When and How I Learned My Spouse Was Unfaithful
After he was caught, I learned of 4 others I suspected long ago
How I Coped
)we've been married over 20 years. The first time I suspected an affair was when my kids were very young. He is the youngest in his family, so child-rearing and taking care of anyone but himself was a foreign concept. I had no proof at the time, and with him at work til late hours, and me working fulltime and taking care of our kids (because he was never home to), I had no time to investigate. There were a number of hang-up calls back in those days (before Caller ID), and I picked up the phone when someone called him. I asked him who it was and he said her name. Thinking it was our sitter, I picked up the line in another room, and she hung up. He went absolutely ballistic! Turns out, it was his ex, not our sitter - asked him why he got so pissed at me??? Said he'd not spoken to her in a long time, and now she probably won't call back! (WTF???) She shouldn't!! Anyway, that was the first sign. Second was daughters Sunday School teacher (yeah,,, them christian women). Knew about that one but couldn't get solid proof to shove in his face. Third was a co-worker in GA (he traveled alot). 4th was another local co-worker - 5th was yet another co-worker (Christian again)...there's where I finally found proof. Sadly though, it was our daughter who caught him - overheard a phone conversation, when he thought he'd hung up his cell after talking to daughter. - telling this woman how horrible he felt- promising he would spend the day after xmas with her. We were expecting family in for xmas, so I said nothing. Day after xmas, took youngest to ER with Pneumonia. He, instead went to the "gym". I came home from the ER, put her in bed, and went through his laptop bag, and found a receipt for flowers delivered to her on xmas eve. with a love note. He came home at 6:30 pm (never asked about his sick daughter), and I confronted him with the proof. First he denied and I told him about the phone conv. Later, after talking with others, found out that the other affairs were NOT in my head. He has cheated on me since 3 yrs marriage - claiming he felt neglected REALLY? YOU felt neglected???- How about manning up and taking on some of the parenting duties?>> I worked full time, overtime and did EVERYTHING with little participation from him, other than financial support.
He made me think I was just jealous - that was part of the fun for him I think.
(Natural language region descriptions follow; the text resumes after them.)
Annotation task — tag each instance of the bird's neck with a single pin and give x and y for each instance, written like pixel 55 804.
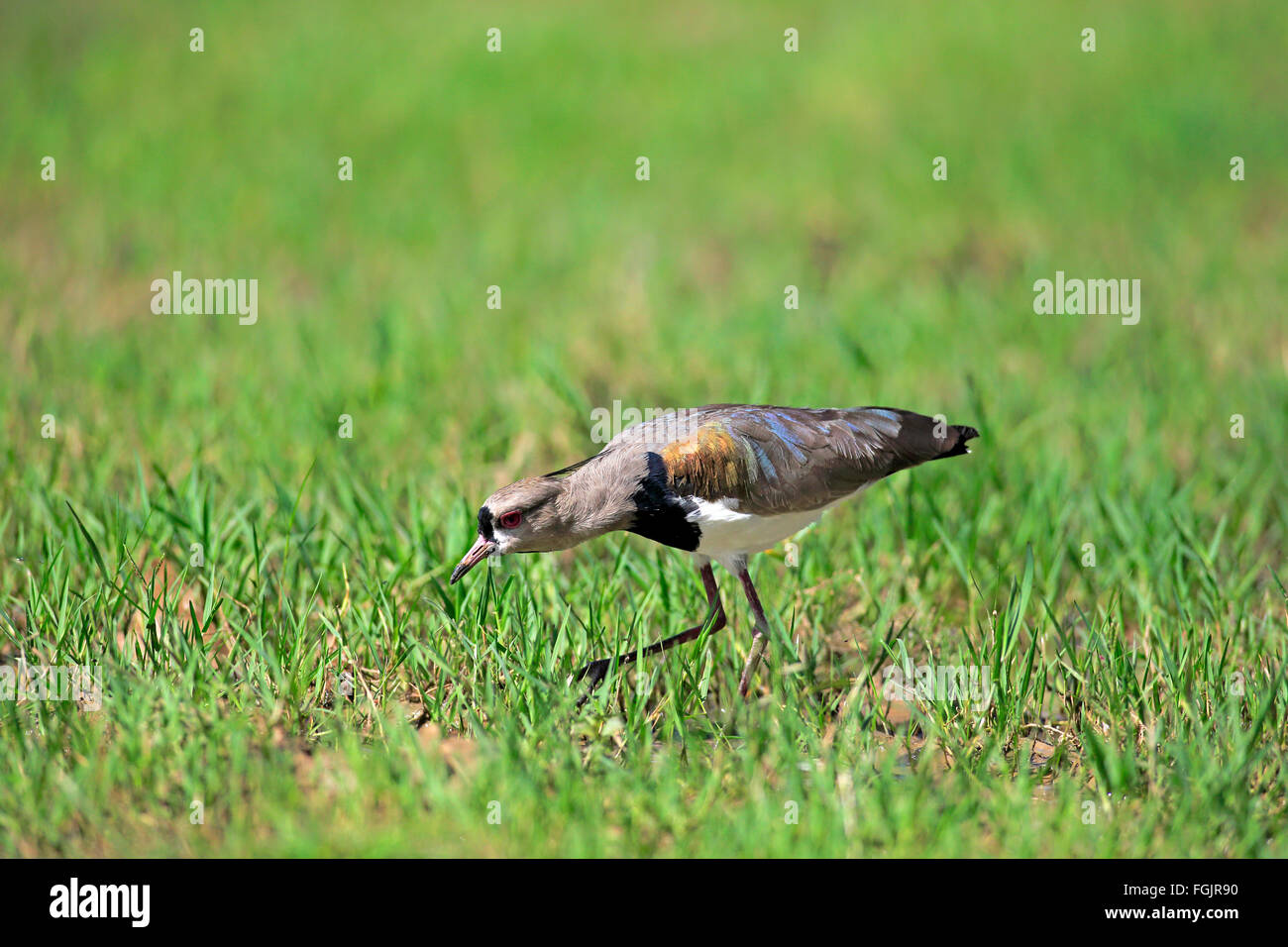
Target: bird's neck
pixel 596 499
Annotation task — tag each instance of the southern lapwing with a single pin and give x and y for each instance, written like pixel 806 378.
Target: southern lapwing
pixel 721 482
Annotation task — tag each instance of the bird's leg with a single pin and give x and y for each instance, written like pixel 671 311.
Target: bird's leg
pixel 759 637
pixel 596 671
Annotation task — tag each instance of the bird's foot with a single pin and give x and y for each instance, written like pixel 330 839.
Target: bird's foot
pixel 758 650
pixel 593 676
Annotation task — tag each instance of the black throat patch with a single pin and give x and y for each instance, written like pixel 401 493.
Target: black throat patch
pixel 660 513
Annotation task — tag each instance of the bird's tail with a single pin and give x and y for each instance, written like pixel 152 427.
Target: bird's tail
pixel 957 437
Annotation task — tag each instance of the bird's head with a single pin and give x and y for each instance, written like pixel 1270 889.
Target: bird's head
pixel 523 517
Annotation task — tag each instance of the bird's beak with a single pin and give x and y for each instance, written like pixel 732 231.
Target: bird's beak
pixel 481 551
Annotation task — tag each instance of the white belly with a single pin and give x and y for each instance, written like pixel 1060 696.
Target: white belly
pixel 728 534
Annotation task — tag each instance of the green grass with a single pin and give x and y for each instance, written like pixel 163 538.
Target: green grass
pixel 1140 703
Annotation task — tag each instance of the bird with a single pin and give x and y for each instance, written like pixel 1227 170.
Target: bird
pixel 720 482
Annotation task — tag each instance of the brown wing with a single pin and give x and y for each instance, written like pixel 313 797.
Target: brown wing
pixel 784 459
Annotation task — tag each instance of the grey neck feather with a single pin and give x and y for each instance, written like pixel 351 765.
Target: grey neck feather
pixel 597 497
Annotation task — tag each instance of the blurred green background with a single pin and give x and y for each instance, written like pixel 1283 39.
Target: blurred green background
pixel 518 169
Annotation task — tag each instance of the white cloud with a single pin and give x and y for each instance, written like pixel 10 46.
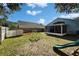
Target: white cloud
pixel 42 21
pixel 33 5
pixel 34 13
pixel 71 16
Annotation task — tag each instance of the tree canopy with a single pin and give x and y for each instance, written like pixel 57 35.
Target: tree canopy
pixel 8 8
pixel 67 7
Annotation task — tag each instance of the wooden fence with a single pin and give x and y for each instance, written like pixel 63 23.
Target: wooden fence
pixel 12 33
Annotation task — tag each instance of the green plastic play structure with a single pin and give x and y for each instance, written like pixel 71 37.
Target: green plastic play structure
pixel 76 43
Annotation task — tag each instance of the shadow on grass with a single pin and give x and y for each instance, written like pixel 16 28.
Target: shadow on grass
pixel 67 37
pixel 14 36
pixel 59 52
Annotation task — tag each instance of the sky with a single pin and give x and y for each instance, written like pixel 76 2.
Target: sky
pixel 38 13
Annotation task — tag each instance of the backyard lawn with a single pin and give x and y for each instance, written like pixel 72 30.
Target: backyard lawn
pixel 33 44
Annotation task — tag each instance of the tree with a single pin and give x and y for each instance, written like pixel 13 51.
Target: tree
pixel 67 7
pixel 6 9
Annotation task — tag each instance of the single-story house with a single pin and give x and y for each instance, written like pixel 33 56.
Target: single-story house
pixel 63 26
pixel 30 27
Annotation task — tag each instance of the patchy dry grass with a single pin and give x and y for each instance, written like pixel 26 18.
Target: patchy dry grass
pixel 31 44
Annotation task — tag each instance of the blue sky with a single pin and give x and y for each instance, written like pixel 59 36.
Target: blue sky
pixel 38 13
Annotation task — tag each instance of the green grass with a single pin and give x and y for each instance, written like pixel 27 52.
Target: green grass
pixel 9 46
pixel 22 45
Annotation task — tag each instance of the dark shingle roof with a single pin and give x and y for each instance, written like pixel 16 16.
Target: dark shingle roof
pixel 23 24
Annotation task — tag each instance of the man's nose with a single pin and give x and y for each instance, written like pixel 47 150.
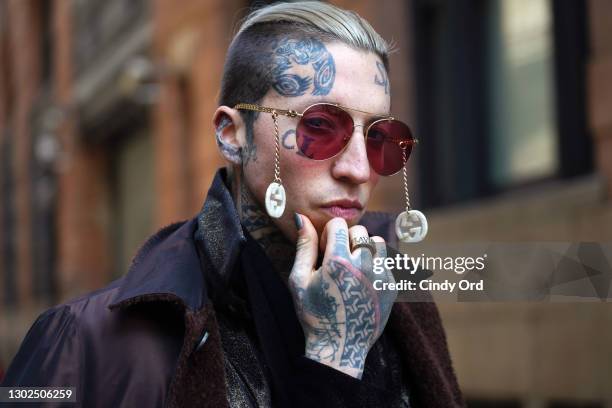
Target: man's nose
pixel 352 164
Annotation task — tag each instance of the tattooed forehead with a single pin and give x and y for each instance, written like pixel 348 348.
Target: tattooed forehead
pixel 316 67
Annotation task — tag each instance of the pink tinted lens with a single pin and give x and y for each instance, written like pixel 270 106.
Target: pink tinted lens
pixel 383 146
pixel 323 131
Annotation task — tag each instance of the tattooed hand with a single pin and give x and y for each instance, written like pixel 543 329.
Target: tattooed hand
pixel 340 311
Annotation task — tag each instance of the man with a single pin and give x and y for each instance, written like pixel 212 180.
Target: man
pixel 237 308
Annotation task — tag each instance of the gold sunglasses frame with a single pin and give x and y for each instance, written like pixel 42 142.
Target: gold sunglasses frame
pixel 403 144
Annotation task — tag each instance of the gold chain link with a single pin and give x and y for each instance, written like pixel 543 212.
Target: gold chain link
pixel 277 178
pixel 406 181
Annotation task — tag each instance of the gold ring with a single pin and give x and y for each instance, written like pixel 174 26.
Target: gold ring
pixel 363 242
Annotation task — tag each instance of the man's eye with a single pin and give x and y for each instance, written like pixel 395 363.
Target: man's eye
pixel 377 135
pixel 318 123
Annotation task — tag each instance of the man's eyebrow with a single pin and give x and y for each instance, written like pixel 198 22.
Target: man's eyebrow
pixel 309 102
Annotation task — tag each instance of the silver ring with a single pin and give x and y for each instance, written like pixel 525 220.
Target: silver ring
pixel 363 242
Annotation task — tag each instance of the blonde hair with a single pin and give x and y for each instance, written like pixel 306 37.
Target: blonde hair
pixel 247 73
pixel 342 25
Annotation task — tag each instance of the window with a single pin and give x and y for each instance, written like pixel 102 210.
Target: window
pixel 500 95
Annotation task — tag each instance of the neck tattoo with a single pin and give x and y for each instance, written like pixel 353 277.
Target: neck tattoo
pixel 262 229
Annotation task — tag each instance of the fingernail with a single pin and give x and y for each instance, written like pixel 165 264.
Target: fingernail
pixel 298 221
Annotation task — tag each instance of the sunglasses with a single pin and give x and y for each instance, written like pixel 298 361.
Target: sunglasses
pixel 325 129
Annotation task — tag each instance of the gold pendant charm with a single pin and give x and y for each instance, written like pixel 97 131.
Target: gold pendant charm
pixel 411 226
pixel 275 200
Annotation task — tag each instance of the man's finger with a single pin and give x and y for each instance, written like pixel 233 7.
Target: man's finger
pixel 335 238
pixel 381 246
pixel 306 251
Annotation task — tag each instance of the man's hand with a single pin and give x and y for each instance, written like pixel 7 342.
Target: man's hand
pixel 341 313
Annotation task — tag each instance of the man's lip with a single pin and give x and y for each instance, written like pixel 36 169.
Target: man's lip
pixel 345 203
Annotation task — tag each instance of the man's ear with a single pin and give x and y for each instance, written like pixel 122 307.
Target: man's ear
pixel 230 133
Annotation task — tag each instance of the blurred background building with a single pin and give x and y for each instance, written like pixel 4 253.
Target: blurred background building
pixel 106 135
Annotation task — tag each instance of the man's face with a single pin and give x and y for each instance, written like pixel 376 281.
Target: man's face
pixel 337 187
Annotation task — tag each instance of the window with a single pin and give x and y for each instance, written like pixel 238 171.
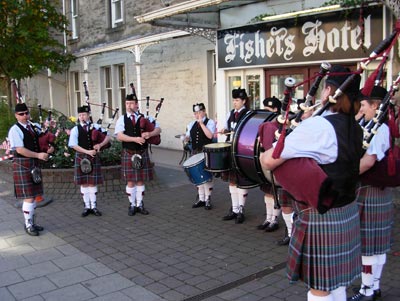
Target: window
pixel 74 19
pixel 116 12
pixel 76 89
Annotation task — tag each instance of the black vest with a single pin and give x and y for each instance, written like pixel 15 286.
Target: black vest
pixel 31 141
pixel 197 136
pixel 85 138
pixel 133 131
pixel 344 172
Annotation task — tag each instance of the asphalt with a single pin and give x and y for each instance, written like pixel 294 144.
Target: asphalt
pixel 175 253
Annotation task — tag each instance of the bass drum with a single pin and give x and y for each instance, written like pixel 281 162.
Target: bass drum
pixel 246 148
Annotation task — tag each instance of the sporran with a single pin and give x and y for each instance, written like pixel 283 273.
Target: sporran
pixel 137 161
pixel 36 174
pixel 86 166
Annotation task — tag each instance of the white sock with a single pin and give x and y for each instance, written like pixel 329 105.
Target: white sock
pixel 86 196
pixel 287 217
pixel 139 195
pixel 208 187
pixel 92 196
pixel 311 297
pixel 242 196
pixel 269 207
pixel 29 210
pixel 339 294
pixel 201 192
pixel 235 198
pixel 131 192
pixel 377 269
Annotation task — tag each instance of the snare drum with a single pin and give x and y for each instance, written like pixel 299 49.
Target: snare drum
pixel 218 156
pixel 194 168
pixel 246 147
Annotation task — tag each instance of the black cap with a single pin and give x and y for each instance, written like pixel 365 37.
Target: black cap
pixel 239 93
pixel 199 107
pixel 21 107
pixel 83 109
pixel 131 97
pixel 272 102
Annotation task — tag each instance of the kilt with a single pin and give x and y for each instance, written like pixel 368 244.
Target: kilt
pixel 375 207
pixel 24 187
pixel 135 175
pixel 93 178
pixel 325 249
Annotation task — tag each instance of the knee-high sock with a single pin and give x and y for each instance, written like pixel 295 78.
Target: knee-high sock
pixel 29 210
pixel 339 294
pixel 235 198
pixel 208 187
pixel 367 278
pixel 85 195
pixel 131 192
pixel 201 192
pixel 242 195
pixel 139 195
pixel 377 269
pixel 311 297
pixel 269 207
pixel 92 196
pixel 287 217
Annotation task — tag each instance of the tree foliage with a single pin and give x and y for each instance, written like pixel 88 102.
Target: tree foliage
pixel 31 36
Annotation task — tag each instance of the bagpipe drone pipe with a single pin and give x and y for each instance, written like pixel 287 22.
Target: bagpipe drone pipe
pixel 384 173
pixel 148 124
pixel 303 178
pixel 98 135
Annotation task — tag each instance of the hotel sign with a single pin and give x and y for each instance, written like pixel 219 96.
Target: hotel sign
pixel 330 36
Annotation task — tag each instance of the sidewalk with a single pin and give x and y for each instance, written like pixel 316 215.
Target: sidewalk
pixel 175 253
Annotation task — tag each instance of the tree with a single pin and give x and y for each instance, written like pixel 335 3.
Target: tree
pixel 31 35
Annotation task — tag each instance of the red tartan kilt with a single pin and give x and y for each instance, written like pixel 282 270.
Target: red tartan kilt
pixel 93 178
pixel 24 187
pixel 135 175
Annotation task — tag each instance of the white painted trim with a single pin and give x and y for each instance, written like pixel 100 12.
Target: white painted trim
pixel 177 9
pixel 126 44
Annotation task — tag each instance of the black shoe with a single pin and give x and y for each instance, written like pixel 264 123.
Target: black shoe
pixel 96 212
pixel 142 210
pixel 360 297
pixel 377 294
pixel 30 230
pixel 86 212
pixel 230 216
pixel 263 226
pixel 37 227
pixel 284 241
pixel 199 204
pixel 132 210
pixel 272 227
pixel 239 218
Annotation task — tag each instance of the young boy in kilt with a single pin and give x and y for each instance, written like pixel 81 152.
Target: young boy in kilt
pixel 81 140
pixel 133 129
pixel 24 143
pixel 325 247
pixel 375 205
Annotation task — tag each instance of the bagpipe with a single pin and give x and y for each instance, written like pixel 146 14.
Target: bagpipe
pixel 148 124
pixel 98 135
pixel 303 178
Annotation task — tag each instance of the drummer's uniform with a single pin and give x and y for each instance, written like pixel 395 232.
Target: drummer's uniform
pixel 24 187
pixel 325 249
pixel 238 195
pixel 81 135
pixel 130 124
pixel 376 214
pixel 198 140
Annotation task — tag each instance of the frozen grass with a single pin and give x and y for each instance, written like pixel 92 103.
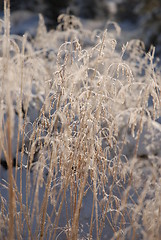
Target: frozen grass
pixel 71 103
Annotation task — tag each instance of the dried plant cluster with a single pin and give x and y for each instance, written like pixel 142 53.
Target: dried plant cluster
pixel 77 122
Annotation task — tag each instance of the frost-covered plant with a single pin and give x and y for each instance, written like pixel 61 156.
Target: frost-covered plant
pixel 91 109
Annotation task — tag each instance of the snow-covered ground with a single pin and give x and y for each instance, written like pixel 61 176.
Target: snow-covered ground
pixel 149 151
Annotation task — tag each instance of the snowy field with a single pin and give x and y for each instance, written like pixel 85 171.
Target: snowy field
pixel 84 113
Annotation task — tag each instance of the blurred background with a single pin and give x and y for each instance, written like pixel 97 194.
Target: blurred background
pixel 137 18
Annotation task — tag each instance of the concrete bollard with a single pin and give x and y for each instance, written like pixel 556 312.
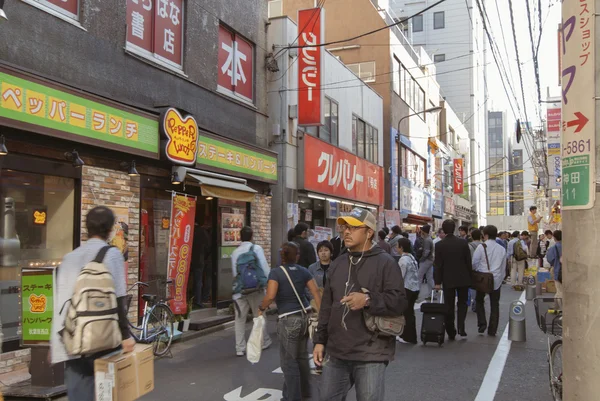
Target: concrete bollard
pixel 516 323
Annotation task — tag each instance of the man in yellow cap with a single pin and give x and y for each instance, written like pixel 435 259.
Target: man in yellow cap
pixel 365 277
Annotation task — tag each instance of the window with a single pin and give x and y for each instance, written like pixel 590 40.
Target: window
pixel 235 65
pixel 329 131
pixel 418 23
pixel 365 71
pixel 155 31
pixel 365 142
pixel 67 8
pixel 438 20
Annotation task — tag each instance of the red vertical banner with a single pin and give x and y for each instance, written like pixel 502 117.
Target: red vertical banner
pixel 181 237
pixel 458 176
pixel 168 31
pixel 310 64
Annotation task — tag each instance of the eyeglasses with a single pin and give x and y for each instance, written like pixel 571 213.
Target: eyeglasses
pixel 352 229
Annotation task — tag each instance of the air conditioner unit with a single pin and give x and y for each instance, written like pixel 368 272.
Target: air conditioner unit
pixel 275 8
pixel 293 111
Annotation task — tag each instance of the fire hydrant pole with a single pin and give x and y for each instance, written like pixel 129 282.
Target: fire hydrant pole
pixel 581 205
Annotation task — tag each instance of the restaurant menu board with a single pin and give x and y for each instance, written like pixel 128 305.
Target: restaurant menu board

One of those people who is used to mass amounts of un-shared attention, so it'll never be enough with just me.
- . We went to counseling, which kept us together, but he would not admit to more than an "emotional affair", with some touching.. yeahh... sure.
- adamantly denies other affairs, but I have very very trusted sources who tell me otherwise.
- You can't rebuild on lies - I will NEVER trust him fully because I know he is still lying.
- Do NOT trust a spouse who has cheated - especially repeat cheaters
- Decide if you want to keep living this hell or get out.
- Wish I'd confronted her, but didnt want to jepordize his job.
- I wish I'd kicked him out, as I never had time to digest this without him being around.